Basing a customer satisfaction score on such a limited view of your customers overlooks a variety of factors that could increase a bank’s risk. With the increasing options available for customer interaction and the flattening of growth options for revenue streams, banks will be well-served to perform a self-risk assessment in the contact center regularly to identify and mitigate any issues that have missed attention.

Another reason to consider a self-risk assessment is due to the timing of the questions in a customer satisfaction survey. Here, they are representative of a moment in time (a customer service call), rather than the entire relationship the customer has with the bank.

To reduce risk, consider the following questions:

  • How well do the survey respondents represent the overall structure of the bank’s customer base? Are all segments represented?
  • Based on the issues resolved, do contact center processes provide enough information to help a consumer truly make the right decision for their individual financial needs and circumstances? Or are you providing only the bare minimal that could leave them vulnerable in their decision making?
  • Do you have alternative ways of collecting customer feedback and sentiment? If so, how are you incorporating that information into the improvement of customer experiences provided by the contact center?
  • What processes do you have in place to enable every CSR to own risk and serve as the first line of defense for your bank? And how is this done without detrimental impact to the customer experience?
  • What types of call monitoring is being done and how does your contact center implement those findings with coaching for customer service reps (CSRs)? Is root cause addressed?
  • If you consider different channels supported by your CSRs, how do satisfaction ratings differ from phone to email to online chat?

Recently much attention has also been given to “customer effort” – the amount of effort a customer much exert to conduct business or get service from a company.  This too is an important measure of overall customer satisfaction and must be included in any accurate assessment of customer experience.  As Oracle notes:

“Traditional measures such as customer satisfaction, net promoter score and first contact resolution have long been the measures used to evaluate the customer’s perception of the support they receive.  Although these measures are excellent indicators of the customer experience, they fail to address an important aspect of the overall customer experience, namely customer effort.”

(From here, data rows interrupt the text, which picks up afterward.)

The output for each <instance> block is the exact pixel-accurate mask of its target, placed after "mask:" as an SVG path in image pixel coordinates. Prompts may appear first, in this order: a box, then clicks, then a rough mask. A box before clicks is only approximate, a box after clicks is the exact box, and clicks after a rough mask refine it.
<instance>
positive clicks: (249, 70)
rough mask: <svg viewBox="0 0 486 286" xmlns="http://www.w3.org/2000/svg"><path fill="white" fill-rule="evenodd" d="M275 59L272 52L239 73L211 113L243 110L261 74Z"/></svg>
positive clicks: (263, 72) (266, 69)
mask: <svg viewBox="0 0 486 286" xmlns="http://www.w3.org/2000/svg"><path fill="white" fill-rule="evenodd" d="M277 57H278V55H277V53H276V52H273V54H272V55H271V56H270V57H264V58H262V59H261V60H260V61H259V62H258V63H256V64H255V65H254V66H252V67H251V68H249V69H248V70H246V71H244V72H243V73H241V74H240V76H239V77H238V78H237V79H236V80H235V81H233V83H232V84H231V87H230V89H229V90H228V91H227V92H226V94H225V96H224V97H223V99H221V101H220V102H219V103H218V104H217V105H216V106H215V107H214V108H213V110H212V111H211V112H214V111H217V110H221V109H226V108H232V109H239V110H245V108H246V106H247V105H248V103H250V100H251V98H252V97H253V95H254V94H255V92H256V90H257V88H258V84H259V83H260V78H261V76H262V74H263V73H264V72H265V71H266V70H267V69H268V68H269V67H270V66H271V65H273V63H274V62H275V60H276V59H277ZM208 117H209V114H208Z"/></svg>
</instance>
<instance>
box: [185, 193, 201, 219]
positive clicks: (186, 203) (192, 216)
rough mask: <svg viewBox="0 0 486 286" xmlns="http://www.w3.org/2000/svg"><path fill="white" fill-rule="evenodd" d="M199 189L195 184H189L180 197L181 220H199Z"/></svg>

Oracle further notes that:

“To manage this important aspect of the customer experience it is paramount that companies understand how to develop a program that measures customer effort, identifies the friction points that create customer effort, and eliminate the process and procedures that lead to high customer effort.”

These frameworks can—and should—be applied specifically to the continuous process improvement program designed to evolve customer experiences created through the contact center. By being able to tie data back to specific experiences and implement change and adaptation accordingly, it is more likely that your customer satisfaction scores will be more reflective of the true sentiment of your customer base.